第9話

 慣れない時間に起きたせいか、知らないうちに数時間ほど眠っていたらしい。頭のすぐ側に連続再生されたままの携帯が転がっている。すぐにそれを停止し、充電器をさした。と同時に、着信音が鳴り始める。

 僕の携帯が鳴るなんてイベントはあまりに珍しいことで、数秒、その意味を考えてしまった。ああそうか、携帯って鳴るんだっけ。

 六回目の呼び出しの電子音の途中で、ようやく僕は応答ボタンを押した。


「もしもし」

「遥くん? あの、相沢です。

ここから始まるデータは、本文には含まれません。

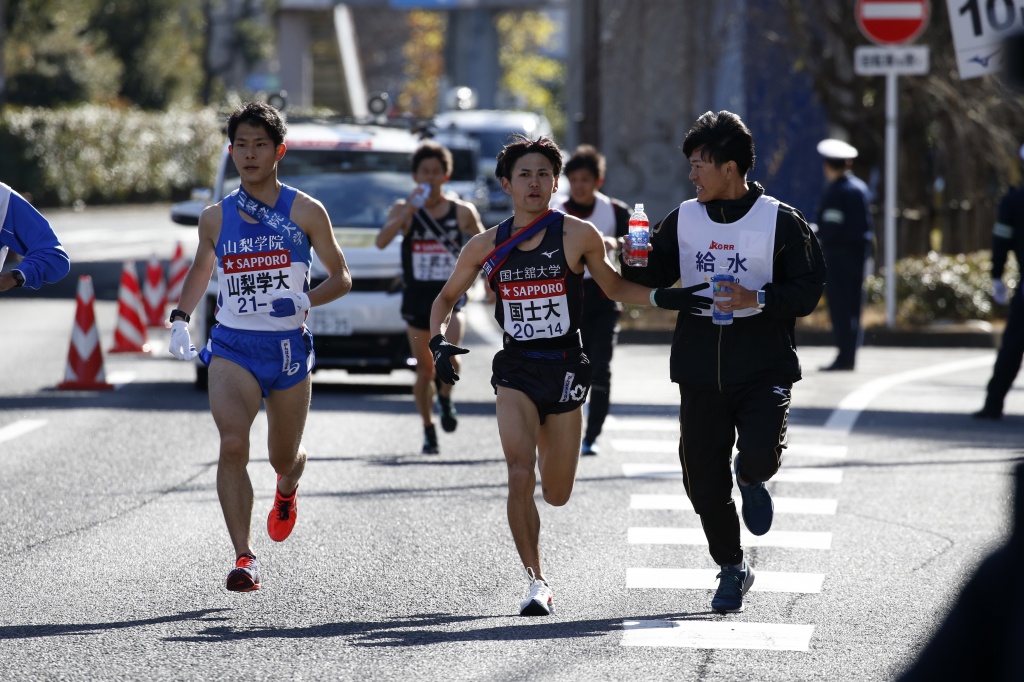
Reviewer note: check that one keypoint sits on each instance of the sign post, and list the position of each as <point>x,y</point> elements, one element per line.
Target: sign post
<point>891,23</point>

相沢佐紀」


 脳内検索の末、僕は電話の相手が同級生の女子であることを思い出した。

 相沢佐紀、話した覚えもほとんどない、いつも一人でいる、はっきり言って暗い雰囲気の女の子。四ヶ月間同じクラスでありながら、僕が彼女に抱いている印象はそれくらいしかない。そもそも僕が他人について無頓着というのもあるが、彼女の場合はどこか違った。

 端的に言えば、彼女の纏っている空気は僕と少しだけ似ていたのだ。

 他人と自分の間に明確なラインというものを引いていて、一定以上のコミュニケーションがそもそも発生しないように努めている。『空気でいることを心がけている』みたいな精神性が見て取れた。だから僕も、彼女について深く知ろうとはしなかった。

 そんな彼女からの突然の電話、理由なんて想像もつかなかった。少し不気味さを覚えながらも、僕は訊ねる。


「……えっと、どうしたの? というか、僕の電話番号なんてどこで知ったの?」

「今日、どうしても渡さなきゃいけないプリントがあって、先生が生徒の誰かに頼むって。それで、他に誰も手を挙げなかったので。電話番号は、あの、なんだっけ……クラス委員長にもらいました」


 この子はクラスメイトの名前も覚えてないのか。彼女の名前を聞いてもすぐに顔と合致しなかった僕が言えたことではないが、さすがに少しばかり、彼女の学校生活の希薄さを案じた。


「ああ、そういうことね。じゃあこれは家にいるのかって確認の電話?」

「うん。でももう大丈夫かもしれません。多分、着いちゃいました」


 電話口の彼女が突飛なことを言うので、僕は慌てて部屋の窓から外の様子を確認した。

 確かに、記憶の中の相沢佐紀が、携帯を耳に当てながら僕の家のすぐ前にいた。僕の動きに気づいたのか、彼女はこちらを見上げている。まるで殺人映画のワンシーンだ、なんて失礼なことを連想してしまった。


「……僕が家にいてよかったね」


 急いで電話を切り、階段を降りて玄関の扉を開けた。すると、彼女はなんだか意外そうな顔をして立っていた。目元まで伸びた前髪の隙間から、今まで直視したことのない大きく丸い瞳が覗いている。


「……開けてくれるんですね」


 色素の薄い唇を僅かに開いて、相沢は言った。


「え?」

「私なら開けない」

「えっと……とりあえず、そのプリント、もらえる? あ、わざわざ持ってきてくれてありがとう」


 得体が知れない。そんな警告に似たメッセージが浮かぶ。あまり関わらないようにすべきだと、本能が告げていた。


「あの、その」


 早く切り上げようとしている僕の言葉には触れず、相沢はその切れ味の鋭そうな目だけは僕に向けたまま、突っかかりがちにいう。


「私と、少しだけでいいから、会話をしてくれませんか」

「はい?」

「だから、会話です。本当に少しでいいから」

「会話って、これもそうじゃないの?」

「違います。これはただ言葉を並べ合ってるだけ、会話じゃない、です」


 この子は、何かズレている。普通、じゃない。それだけは明白だった。

 けれど、冗談を言っているようには聞こえなかった。いや、むしろその方が危ないのかもしれないけれど。

 よく見ると、彼女の足は震えていた。長袖の白シャツで半分隠れている両手も、色が変わるほど硬く握られていて、彼女がこんなつかみどころのない提案をするために振り絞った気力の甚大さを物語っていた。